Revology’s quest for the best keeps customers happy
Revology Cars is always looking for ways to make their new reproduction 1960s Mustangs and Shelby GTs better.
The latest innovation involves the driveshaft—a critical part in a high-performance car, but one that does not always get the attention it deserves.
Not so at Revology Cars, where the quest to continuously improve driveline refinement led the Orlando, Florida-based manufacturer of reproduction original Ford Mustangs to the best in the business.
“The driveshaft doesn’t just transfer power; it transfers noise, vibration, and harshness (NVH) as well,” says Tom Scarpello, Revology’s founder and CEO. “If not designed properly, at worst it can make a car unsafe; at best, miserable to drive.”
After dealing with quality and delivery problems with its previous supplier, Revology looked for a new supplier that could deliver a driveshaft capable of handling up to 750 horsepower smoothly and quietly and could meet the volume and timing requirements to keep up with Revology’s assembly line production format. It found a well-established business in North Carolina, called appropriately enough, the Driveshaft Shop.
Lee Mejia of the Driveshaft Shop takes up the story.
“Our company was founded in the 1970s and we have been making driveshafts for a long time, focusing high performance aftermarket applications,” says Mejia.
The Driveshaft shop has been working with the 5.0 liter Ti-VCT “Coyote” engines in the recent generation Ford Mustangs, so is familiar with driveshaft issues associated with this powertrain.
“ We are different from other driveshaft makers out there,” says Mejia. “We are an actual manufacturer and the vast majority of the components in our products are made in house. We have a full CNC machine shop and we make a lot of parts that no-one else does.
“We have also a full custom shop, as a big part of our business is with customers putting modern drivetrains in classic cars.”
In the case of Revology Cars’ reproduction Mustangs, the Driveshaft Shop supplies driveshafts made of aluminum for naturally aspirated models and carbon fiber for supercharged cars.
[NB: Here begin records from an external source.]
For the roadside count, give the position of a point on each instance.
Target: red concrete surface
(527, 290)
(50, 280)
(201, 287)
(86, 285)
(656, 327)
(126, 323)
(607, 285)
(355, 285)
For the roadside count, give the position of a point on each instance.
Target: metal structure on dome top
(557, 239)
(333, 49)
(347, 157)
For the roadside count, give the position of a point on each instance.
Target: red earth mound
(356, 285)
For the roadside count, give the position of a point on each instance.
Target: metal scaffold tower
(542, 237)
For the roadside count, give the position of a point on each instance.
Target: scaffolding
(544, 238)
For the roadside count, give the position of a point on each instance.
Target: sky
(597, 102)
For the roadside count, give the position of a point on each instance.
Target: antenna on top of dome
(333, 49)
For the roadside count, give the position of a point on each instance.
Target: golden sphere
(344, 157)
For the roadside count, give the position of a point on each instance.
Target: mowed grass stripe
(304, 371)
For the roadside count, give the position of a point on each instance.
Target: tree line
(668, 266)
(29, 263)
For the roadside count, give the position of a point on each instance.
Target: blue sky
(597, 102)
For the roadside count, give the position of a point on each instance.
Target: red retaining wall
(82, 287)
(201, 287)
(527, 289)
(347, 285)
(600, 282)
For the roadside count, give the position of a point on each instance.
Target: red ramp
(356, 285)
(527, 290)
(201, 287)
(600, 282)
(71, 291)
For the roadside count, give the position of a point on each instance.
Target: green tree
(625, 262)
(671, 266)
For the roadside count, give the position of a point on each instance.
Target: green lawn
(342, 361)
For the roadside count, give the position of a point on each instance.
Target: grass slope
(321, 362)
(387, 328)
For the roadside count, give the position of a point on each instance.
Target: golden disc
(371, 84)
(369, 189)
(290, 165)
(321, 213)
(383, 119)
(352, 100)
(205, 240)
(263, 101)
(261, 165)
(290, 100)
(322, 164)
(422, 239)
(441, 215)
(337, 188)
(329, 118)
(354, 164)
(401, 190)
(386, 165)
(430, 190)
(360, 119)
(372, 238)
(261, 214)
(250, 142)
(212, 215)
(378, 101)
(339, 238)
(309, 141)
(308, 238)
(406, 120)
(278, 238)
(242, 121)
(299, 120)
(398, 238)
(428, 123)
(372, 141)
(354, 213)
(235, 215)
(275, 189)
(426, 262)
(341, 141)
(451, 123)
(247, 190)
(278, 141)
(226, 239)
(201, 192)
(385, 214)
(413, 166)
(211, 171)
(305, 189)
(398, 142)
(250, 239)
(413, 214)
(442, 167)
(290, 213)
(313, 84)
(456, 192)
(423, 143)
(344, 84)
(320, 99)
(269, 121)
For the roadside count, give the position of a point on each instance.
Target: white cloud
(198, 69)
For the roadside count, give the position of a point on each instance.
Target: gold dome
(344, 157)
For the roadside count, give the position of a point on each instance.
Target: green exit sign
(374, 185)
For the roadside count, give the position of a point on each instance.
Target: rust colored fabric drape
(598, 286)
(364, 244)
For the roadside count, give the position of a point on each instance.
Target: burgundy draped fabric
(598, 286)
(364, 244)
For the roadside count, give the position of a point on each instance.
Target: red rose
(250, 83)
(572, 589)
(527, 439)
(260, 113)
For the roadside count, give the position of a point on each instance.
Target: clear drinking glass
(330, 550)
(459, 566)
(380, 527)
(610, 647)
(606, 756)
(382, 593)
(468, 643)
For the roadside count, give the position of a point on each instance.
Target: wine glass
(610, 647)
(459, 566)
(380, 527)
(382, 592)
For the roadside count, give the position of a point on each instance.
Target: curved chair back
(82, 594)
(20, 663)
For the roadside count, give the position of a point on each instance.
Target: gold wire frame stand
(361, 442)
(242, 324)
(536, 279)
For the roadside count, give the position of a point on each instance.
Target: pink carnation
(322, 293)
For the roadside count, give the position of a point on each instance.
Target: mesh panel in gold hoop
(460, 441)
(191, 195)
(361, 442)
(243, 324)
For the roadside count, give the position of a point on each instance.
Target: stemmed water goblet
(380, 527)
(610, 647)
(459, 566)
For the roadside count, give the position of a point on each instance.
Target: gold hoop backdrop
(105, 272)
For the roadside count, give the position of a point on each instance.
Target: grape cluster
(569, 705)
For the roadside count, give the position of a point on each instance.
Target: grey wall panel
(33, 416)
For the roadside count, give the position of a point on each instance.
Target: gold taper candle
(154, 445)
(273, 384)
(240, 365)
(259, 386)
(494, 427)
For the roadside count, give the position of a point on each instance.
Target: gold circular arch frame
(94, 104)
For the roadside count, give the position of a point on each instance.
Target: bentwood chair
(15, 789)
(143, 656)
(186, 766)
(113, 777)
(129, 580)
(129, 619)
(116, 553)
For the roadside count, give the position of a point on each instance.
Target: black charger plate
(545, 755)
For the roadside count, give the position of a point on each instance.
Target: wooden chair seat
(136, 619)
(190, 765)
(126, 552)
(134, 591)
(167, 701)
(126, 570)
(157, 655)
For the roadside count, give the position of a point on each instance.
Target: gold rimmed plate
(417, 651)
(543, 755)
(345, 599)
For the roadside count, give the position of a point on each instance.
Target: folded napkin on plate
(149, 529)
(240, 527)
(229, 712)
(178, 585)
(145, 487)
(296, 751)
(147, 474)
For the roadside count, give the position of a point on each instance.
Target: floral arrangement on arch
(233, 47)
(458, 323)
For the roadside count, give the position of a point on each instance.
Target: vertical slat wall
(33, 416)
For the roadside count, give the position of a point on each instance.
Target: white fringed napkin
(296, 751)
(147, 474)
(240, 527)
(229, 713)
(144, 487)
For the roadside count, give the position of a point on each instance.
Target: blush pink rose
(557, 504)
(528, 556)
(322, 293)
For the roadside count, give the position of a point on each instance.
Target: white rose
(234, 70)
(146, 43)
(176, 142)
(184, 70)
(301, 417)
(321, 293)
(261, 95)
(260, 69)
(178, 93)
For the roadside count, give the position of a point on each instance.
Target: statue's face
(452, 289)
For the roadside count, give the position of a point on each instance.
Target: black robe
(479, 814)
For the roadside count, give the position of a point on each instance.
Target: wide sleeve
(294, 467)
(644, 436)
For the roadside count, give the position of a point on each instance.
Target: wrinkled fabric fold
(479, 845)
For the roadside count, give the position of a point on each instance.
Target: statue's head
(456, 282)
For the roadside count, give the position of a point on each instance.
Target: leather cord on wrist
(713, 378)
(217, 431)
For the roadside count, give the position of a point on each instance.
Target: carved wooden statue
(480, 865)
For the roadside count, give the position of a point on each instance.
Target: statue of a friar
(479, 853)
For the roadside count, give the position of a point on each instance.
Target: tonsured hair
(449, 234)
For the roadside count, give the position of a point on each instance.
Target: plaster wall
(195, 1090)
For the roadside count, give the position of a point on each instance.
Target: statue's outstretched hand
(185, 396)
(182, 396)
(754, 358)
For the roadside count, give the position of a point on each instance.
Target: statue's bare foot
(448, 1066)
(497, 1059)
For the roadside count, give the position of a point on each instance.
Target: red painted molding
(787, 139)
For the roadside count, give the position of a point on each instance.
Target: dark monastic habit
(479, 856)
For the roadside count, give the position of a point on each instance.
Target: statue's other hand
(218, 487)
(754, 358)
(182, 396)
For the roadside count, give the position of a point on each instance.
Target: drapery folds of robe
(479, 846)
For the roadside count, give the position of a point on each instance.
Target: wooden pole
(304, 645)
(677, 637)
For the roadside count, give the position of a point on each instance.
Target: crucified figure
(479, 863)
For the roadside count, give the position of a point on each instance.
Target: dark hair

A key element in the Driveshaft Shop’s products is the integration of constant velocity mounting technology in the driveshaft design. This overcomes the vibration issues that can arise from the male/female spline connections in stock driveshafts.
The challenges inherent in designing a driveshaft are underscored by Aaron Wright, Revology Cars chief engineer.
“There are an incredible number of criteria to consider when designing and appropriately applying a driveshaft with consideration for functional strength, NVH, durability, and corrosion,” says Wright. “The Driveshaft Shop did all the hard work establishing and refining their driveshafts. All we did was determine the front and rear working angles, the allowable difference between the working angles, and the length required. From the first prototype to the latest production order, we’ve had consistent quality.”